The “brain trust” meets on the premises of Cox Automotive property on Metropolitan Avenue in south Atlanta. (Cox Automotive is a division of Cox Enterprises, which also owns The Atlanta Journal-Constitution.)
Echols would like to see the area – located between downtown Atlanta and Hartsfield-Jackson International Airport – become a center for electric vehicle development.
Echols has suggested to Mayor Keisha Lance Bottoms that the main thoroughfare, once known as Stewart Avenue, be renamed once again – this time as “Electric Avenue.”
Another member of the EV study group is state Rep. Todd Jones, R-Cumming. He is the author of House Bill 732, introduced last year, which would claw back $2,500 of the $5,000 tax credit for electric vehicles that was erased four years ago.
The measure would also offer a $500 tax credit for homeowners who install vehicle chargers. Introduced last April, the bill has yet to get a hearing.
Given that Gov.

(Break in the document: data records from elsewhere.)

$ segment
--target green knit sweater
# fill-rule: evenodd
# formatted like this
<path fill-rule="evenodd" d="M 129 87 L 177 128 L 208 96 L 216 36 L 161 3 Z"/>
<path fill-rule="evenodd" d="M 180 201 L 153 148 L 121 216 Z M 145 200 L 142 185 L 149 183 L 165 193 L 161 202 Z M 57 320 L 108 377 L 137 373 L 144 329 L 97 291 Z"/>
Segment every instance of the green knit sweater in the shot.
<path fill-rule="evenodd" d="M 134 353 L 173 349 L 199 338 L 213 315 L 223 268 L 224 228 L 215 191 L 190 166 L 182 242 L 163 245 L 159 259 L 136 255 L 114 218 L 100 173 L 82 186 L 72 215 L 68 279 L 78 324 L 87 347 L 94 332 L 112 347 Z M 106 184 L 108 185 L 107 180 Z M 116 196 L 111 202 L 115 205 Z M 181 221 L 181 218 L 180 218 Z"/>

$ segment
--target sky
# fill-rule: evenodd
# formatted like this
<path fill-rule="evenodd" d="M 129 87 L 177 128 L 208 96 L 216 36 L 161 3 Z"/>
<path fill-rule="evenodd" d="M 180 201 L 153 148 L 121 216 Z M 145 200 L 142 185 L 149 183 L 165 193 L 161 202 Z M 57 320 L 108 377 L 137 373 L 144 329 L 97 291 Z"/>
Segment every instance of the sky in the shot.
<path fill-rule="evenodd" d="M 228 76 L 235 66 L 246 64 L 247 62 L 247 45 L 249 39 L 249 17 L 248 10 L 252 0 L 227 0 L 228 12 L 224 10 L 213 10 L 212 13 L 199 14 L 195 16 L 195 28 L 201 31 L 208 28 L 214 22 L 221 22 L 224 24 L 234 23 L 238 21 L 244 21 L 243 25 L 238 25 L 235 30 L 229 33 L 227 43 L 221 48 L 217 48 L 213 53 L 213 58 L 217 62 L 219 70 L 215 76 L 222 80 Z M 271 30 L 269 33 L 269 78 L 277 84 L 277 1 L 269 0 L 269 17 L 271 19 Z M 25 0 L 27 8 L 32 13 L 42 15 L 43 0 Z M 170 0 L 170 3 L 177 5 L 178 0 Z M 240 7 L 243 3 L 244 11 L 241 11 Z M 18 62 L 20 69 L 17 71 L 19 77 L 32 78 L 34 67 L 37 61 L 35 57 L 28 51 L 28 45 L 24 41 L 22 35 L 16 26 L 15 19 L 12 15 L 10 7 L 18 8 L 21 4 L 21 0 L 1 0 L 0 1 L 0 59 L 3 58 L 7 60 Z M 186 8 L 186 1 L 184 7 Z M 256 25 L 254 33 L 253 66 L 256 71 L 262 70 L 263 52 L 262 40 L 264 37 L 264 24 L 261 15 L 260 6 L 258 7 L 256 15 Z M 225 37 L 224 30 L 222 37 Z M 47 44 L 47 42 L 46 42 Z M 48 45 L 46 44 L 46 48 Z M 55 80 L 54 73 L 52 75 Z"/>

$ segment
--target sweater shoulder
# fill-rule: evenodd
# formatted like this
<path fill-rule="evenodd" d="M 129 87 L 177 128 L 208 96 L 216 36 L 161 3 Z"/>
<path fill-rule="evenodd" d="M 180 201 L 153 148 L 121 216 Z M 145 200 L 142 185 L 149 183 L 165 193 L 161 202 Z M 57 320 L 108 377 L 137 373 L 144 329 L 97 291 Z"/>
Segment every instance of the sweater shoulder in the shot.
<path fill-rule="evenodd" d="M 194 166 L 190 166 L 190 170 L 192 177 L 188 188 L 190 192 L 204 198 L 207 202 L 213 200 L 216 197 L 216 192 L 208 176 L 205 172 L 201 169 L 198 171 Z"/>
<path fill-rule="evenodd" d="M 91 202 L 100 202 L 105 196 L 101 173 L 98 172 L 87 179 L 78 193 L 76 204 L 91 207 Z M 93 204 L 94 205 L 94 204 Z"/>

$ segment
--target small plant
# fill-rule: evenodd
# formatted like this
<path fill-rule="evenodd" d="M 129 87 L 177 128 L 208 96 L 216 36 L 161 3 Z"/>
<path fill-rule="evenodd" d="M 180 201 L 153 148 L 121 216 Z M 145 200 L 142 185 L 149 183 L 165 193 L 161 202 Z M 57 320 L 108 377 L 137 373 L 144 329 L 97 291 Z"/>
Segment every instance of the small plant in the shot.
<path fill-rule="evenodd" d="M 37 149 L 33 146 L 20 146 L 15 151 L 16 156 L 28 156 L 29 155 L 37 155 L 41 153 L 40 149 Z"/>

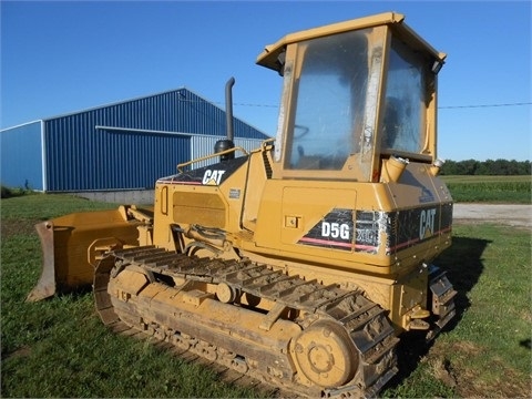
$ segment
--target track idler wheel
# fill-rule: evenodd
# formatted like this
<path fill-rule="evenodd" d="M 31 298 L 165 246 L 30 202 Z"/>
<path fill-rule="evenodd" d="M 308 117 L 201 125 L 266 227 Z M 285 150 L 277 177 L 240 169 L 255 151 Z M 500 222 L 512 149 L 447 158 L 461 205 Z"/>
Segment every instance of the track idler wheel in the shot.
<path fill-rule="evenodd" d="M 332 388 L 350 381 L 358 369 L 358 352 L 346 329 L 335 321 L 317 321 L 294 341 L 294 361 L 314 385 Z"/>

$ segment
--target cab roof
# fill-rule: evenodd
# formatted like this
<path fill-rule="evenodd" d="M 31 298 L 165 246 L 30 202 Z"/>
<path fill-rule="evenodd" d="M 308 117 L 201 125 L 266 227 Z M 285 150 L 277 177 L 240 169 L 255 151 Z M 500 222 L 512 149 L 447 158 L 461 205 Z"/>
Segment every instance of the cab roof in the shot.
<path fill-rule="evenodd" d="M 256 63 L 275 71 L 280 70 L 278 63 L 279 54 L 291 43 L 304 40 L 316 39 L 330 34 L 372 28 L 379 25 L 390 25 L 396 37 L 406 41 L 412 49 L 428 53 L 434 60 L 442 62 L 446 54 L 434 50 L 427 41 L 418 35 L 411 28 L 405 23 L 405 16 L 397 12 L 385 12 L 376 16 L 358 18 L 345 22 L 332 23 L 319 28 L 313 28 L 295 33 L 289 33 L 274 44 L 266 45 L 264 51 L 257 57 Z"/>

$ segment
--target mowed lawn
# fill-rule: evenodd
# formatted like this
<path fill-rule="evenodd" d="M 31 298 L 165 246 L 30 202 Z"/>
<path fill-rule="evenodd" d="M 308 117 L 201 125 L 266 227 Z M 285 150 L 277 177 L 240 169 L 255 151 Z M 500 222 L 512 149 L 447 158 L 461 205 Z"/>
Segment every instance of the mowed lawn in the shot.
<path fill-rule="evenodd" d="M 223 380 L 149 341 L 116 336 L 91 293 L 40 303 L 33 225 L 70 212 L 115 207 L 66 195 L 1 200 L 2 397 L 268 397 Z M 437 264 L 458 290 L 456 323 L 430 345 L 403 337 L 399 375 L 385 397 L 531 397 L 531 234 L 497 225 L 453 227 Z"/>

Brian Kemp, anticipating hard months ahead, has ordered two years’ worth of budget cuts, Echols said that the time may not be ripe to push for more tax credits that would eat into state revenue.
Nonetheless, Echols will be one of the participants in a two-day policy forum on the future of electric transportation held on the Georgia Tech campus in January, just as state lawmakers gather for the 2020 session. Vehicles will be available for test drives.

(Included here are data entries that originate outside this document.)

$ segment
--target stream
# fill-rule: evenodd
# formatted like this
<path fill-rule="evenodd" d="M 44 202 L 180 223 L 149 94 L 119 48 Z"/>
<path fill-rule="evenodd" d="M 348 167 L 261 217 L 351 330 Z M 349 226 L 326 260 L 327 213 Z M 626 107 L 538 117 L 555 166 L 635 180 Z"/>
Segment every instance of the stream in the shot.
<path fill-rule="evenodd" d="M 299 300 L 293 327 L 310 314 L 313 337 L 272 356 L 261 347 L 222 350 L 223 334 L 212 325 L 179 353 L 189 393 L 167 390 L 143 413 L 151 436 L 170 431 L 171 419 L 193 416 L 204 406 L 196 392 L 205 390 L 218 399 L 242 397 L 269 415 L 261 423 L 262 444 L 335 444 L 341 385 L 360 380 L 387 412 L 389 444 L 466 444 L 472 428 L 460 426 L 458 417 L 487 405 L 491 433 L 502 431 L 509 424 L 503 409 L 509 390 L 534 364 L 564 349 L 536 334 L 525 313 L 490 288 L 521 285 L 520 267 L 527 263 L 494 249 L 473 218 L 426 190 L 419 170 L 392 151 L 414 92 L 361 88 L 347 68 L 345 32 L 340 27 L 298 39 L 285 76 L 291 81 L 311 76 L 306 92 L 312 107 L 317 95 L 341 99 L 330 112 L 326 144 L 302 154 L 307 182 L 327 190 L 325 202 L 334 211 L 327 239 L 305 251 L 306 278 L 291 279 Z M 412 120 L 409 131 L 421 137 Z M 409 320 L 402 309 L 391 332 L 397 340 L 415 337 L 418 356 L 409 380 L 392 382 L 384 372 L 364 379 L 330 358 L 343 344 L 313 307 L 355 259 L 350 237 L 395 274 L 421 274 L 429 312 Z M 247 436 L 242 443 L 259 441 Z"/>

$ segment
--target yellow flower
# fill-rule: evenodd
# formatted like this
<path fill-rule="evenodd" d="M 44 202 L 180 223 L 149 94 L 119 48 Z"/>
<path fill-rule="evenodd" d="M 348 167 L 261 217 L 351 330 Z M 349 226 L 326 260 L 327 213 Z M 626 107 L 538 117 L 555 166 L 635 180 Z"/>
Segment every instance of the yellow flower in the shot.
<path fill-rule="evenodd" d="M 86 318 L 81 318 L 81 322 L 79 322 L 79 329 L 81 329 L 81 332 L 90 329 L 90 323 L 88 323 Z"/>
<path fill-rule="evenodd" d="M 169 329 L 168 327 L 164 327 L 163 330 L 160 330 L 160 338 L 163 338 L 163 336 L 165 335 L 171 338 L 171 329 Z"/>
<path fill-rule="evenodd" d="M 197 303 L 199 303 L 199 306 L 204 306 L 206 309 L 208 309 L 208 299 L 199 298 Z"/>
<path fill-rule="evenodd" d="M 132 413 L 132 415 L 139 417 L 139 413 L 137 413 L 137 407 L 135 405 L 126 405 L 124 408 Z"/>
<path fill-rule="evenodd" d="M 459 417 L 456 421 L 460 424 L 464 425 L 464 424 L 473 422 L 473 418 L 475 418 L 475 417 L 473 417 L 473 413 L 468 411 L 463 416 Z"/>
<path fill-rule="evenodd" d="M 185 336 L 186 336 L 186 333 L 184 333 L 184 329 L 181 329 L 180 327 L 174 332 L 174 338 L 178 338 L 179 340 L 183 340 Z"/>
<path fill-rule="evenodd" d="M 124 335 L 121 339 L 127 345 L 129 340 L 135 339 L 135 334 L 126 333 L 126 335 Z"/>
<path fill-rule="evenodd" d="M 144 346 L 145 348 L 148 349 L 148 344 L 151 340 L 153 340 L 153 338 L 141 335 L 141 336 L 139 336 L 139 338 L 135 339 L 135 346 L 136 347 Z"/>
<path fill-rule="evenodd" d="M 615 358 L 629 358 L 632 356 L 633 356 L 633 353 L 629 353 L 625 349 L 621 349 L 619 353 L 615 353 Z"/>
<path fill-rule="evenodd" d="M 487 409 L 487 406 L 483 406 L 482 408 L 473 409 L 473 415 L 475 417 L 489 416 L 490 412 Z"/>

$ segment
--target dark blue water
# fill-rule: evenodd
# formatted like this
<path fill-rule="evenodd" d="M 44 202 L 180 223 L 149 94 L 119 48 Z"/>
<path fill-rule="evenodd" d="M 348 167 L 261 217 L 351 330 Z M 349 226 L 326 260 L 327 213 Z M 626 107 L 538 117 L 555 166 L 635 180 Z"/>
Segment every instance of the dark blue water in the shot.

Forty-eight different models of vehicles sold in the U.S. use plugs. Within 20 years, it’s predicted half of all vehicles will be electric. The situation reminded Echols of the 2013 fight over solar energy.
“There were a lot of angry Republicans over that thing. They thought we had gone over to the dark side,” Echols said. “But eventually, as those solar farms wound up in poor counties across south Georgia, raising their tax digest, letting them get ambulances and libraries and softball fields, Republicans eventually said – you know, this is a good thing.”
It could happen again. But it will take work, even in Washington. In a budget compromise reached this week, Congress didn’t scrap the federal tax credit on electric vehicles outright, as the White House had threatened.
But they didn’t expand the 200,000 vehicle-per-carmaker cap, which Tesla and General Motors have already exceeded. Other companies will quickly do the same — which means the federal tax credit will soon be no more.